The publishing industry is an interesting beast: Its front-end moves rapidly to get content out to readers, but its back-end processes to deliver that information are so tightly packed that there's not a lot of drive to make sweeping changes in those technologies or processes.
“They have to be on this schedule, so traditionally they have been slow to change their operations,” says Rachel Lovinger, associate experience director at interactive agency Razorfish. At next week’s Semantic Web Media Summit taking place in New York City, Lovinger will be among the speakers discussing topics such as whether the industry’s tolerance for change is growing, given its need to find more innovative ways both to reach audiences and be more profitable.
“The problem the media industry is facing is not going to resolve itself,” she says (see some of the thoughts fellow speaker Michael Dunn, VP and CTO at Hearst Interactive Media, has on that topic here). “The panic has died down a little but there is still this need to innovate and to grow.”
Developments such as schema.org count as interesting responses to that need, and also validate the requirement for content providers to adopt structured data and for major search engines to pull together and support that adoption, she thinks. Its debut, however, has likely created some more confusion for publishers trying to figure out whether and how semantic web technologies might fit into their strategies, given initial questions about schema.org’s compatibility with W3C markup standards such as RDFa.
“I think there’s more movement to bringing [the schema.org] effort in line with other structured data approaches,” Lovinger says. But it wouldn’t be surprising if its emergence caused some publishers to put plans on hold while waiting for these issues to be worked out.
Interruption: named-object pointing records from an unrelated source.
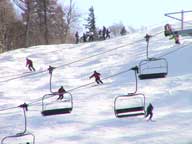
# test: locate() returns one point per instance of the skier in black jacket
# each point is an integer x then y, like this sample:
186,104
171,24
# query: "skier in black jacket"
149,111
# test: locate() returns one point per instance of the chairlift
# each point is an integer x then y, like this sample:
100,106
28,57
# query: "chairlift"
132,104
129,105
23,137
152,68
184,32
52,106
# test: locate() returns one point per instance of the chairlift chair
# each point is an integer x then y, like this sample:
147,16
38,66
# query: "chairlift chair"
129,105
184,32
152,68
22,136
52,106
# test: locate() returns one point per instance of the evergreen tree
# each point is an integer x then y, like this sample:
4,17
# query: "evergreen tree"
91,26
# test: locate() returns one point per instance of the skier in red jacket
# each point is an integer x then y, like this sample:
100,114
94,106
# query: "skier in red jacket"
61,92
29,64
97,77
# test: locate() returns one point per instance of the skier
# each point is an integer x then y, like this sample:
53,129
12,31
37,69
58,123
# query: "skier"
104,32
107,33
29,64
167,30
149,111
176,38
76,37
61,92
50,69
97,77
177,41
147,37
84,37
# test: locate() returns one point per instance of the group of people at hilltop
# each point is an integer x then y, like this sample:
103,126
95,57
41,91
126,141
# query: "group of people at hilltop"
102,34
168,31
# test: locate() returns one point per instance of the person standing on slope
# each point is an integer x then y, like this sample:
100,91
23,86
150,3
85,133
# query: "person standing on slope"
61,92
97,77
149,111
29,64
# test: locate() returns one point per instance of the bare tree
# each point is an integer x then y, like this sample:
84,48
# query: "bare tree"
71,17
10,27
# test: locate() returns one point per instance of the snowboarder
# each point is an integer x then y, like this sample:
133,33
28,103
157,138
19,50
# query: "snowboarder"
149,111
76,37
61,92
29,64
97,77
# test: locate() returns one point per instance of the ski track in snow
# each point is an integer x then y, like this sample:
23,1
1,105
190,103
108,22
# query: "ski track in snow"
92,120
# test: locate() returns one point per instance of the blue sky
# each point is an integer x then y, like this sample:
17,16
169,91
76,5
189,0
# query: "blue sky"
135,13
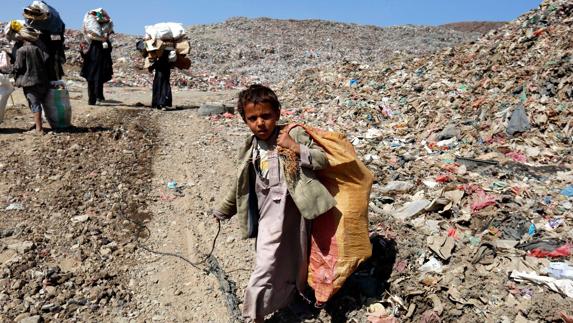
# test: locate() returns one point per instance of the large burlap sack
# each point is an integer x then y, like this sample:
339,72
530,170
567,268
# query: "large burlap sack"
43,17
6,89
97,24
57,107
167,31
339,238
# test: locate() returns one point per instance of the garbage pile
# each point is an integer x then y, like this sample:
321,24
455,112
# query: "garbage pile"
269,50
240,51
472,151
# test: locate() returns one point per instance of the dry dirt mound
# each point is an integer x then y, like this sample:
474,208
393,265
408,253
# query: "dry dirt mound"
66,242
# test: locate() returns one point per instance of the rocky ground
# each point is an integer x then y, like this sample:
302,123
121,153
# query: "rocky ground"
470,147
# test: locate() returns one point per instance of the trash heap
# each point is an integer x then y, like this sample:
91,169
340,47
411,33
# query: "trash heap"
97,25
472,151
170,37
240,51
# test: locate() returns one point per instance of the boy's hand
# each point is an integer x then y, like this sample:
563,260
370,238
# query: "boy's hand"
285,140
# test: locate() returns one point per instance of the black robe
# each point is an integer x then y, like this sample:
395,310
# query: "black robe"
97,69
161,88
56,50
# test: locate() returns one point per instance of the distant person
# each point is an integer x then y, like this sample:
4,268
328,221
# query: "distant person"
44,18
161,97
30,73
273,207
97,68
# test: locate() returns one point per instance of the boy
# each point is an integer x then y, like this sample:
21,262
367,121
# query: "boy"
30,73
273,205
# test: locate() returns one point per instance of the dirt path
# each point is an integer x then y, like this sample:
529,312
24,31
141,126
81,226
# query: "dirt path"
195,155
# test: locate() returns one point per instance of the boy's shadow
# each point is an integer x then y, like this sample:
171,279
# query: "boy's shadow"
75,129
370,280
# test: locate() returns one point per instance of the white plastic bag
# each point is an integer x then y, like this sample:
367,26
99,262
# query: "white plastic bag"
6,89
165,31
57,106
97,30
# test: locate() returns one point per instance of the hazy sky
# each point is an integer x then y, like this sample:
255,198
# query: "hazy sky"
130,16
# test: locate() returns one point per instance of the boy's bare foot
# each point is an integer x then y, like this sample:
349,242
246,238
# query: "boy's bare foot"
36,132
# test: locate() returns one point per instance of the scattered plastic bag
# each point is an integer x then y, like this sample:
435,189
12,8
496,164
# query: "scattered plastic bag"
567,191
563,251
6,90
483,200
561,286
166,31
519,122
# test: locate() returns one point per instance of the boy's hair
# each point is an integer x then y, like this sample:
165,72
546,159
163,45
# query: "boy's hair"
257,93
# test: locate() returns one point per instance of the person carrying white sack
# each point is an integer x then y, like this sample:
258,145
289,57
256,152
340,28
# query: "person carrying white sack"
30,73
97,67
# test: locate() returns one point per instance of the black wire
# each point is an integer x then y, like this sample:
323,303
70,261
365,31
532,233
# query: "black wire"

If they even had such plans to start with. In the time since Lovinger wrote the 2010 report, Nimble: Publishing in the Digital Age (which The Semantic Web Blog covered here), she has probably seen more early adopters pushing forward rather than a multitude of new content parties publicly clamoring to bring semantic web technologies onboard. The BBC, for instance, plans to do for the Olympics 2012 coverage what it did for its World Cup 2010 coverage, using metadata and Linked Data to organize and manage the site dynamically. “The people I see using it are still a lot of the same that were doing so when I was writing the report,” she says.
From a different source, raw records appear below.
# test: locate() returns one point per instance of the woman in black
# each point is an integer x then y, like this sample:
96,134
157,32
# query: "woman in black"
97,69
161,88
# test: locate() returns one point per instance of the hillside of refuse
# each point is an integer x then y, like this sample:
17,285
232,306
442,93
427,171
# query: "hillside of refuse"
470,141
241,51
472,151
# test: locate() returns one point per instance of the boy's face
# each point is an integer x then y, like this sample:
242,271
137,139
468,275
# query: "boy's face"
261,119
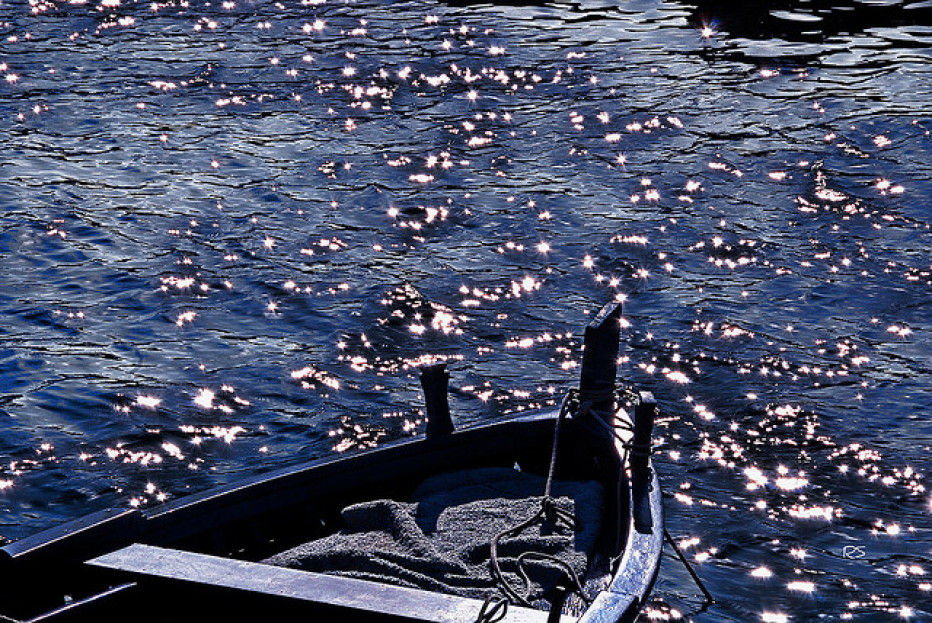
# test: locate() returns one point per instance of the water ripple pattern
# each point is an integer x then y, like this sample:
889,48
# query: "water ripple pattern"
230,232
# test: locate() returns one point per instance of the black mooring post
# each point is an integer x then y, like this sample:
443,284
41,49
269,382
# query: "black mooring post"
600,359
644,413
434,381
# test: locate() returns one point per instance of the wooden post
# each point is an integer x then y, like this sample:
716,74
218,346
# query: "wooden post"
600,358
434,381
644,414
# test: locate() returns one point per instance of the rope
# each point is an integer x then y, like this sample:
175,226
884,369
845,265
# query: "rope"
548,511
692,572
577,403
493,609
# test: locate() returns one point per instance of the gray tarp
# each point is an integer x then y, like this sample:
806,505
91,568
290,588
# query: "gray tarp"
440,539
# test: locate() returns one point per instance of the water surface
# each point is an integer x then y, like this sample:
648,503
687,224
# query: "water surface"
232,230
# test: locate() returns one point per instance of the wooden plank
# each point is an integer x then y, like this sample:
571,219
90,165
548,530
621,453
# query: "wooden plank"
279,583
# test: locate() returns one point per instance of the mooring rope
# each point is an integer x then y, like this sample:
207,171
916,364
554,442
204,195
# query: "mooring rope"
493,609
578,404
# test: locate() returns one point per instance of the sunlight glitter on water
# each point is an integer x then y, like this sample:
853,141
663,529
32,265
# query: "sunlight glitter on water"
746,275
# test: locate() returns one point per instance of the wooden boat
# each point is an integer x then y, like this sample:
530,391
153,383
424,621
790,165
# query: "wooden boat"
206,556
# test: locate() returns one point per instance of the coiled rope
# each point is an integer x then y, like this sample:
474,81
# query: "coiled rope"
577,404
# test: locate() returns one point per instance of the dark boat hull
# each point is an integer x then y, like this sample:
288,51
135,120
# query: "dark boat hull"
235,525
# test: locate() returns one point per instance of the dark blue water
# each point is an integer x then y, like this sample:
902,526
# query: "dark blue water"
231,231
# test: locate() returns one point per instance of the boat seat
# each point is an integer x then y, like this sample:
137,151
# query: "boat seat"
300,591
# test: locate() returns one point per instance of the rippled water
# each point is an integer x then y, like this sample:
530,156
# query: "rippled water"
231,230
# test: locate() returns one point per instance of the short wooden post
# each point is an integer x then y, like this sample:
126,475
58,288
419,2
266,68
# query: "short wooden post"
435,380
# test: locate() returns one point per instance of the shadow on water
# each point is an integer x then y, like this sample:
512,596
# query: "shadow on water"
808,21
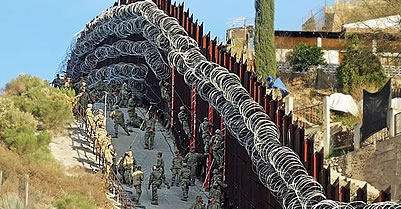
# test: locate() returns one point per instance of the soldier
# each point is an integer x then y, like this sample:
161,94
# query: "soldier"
99,118
150,132
155,180
90,121
165,93
204,128
108,156
176,167
129,164
213,204
183,118
119,120
198,204
185,180
192,158
57,81
215,193
217,148
160,161
137,179
123,95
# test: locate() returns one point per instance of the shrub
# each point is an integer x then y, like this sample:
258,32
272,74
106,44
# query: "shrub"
304,57
74,201
50,106
11,201
359,67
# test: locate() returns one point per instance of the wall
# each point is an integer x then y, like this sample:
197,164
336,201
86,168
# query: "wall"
378,164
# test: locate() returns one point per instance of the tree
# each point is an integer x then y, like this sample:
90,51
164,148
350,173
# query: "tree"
304,57
265,52
359,67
And at Razorfish, it is generally also more a case of its own internal team seeing semantic web technologies as a solution to a client’s problem than client demand for implementing such technologies per se. That said, clients certainly aren’t closed to the idea, she says; “it’s more [the case] that we are seeing possible applications that could be of use to people.”
Among them is one she considers a low-barrier, high-results way of leveraging semantic technologies, as it doesn’t require deep integration with the whole publishing stream. “There are some interesting tools that people can use to just do research. For people who track stories or topics or responses to stories, there are some advanced monitoring tools that use semantic technology,” she says. She mentions products such as Tattler, which promotes its offering as much to journalists and researchers as to communications professionals such as marketers and public relations representatives.
“People can start using that to provide better and more accurate results, and they don’t even have to change the actual publishing system. It just becomes part of the research and monitoring process and you get better feedback on the content you’re creating,” Lovinger says.
Using semantic technologies to boost advertising revenue also should be top of mind, too. Some semantic advertising tools, she thinks, primarily target advertisers themselves as the main market. But publishers might want to be more aggressive on their end about pursuing these opportunities, so that they can have more control over content monetization. “Semantic advertising has lot of promise because we have all this information about the behavior of a user, ...information about how a person has behaved since they entered a site, and you could use that to provide advertising that’s more relevant and more interesting,” she says.
For broad structured data adoption to become prevalent among publishers, however, there’s also a question about when content management systems themselves catch up to the semantic web. Drupal 7, the open source CMS that supports RDFa added a module to enable the collections of schemas available at schema.org just days after its announcement. But-most commerical CMS products have longer development cycles and are slower to adopt capabilities that aren’t in high demand by the user base. “If the user base says put RDFa ahead of everything else they’re developing, then they will – but the demand has to come from the publishers,” she says.
That may leave us with something of a chicken and egg scenario, perhaps. Lovinger is as interested to find out how it's all trending as any conference attendee. "The need to change may have caused some shifts and I'm curious to see if that’s true," she says. "There’s enough motivation to change things now that it might overcome any resistance."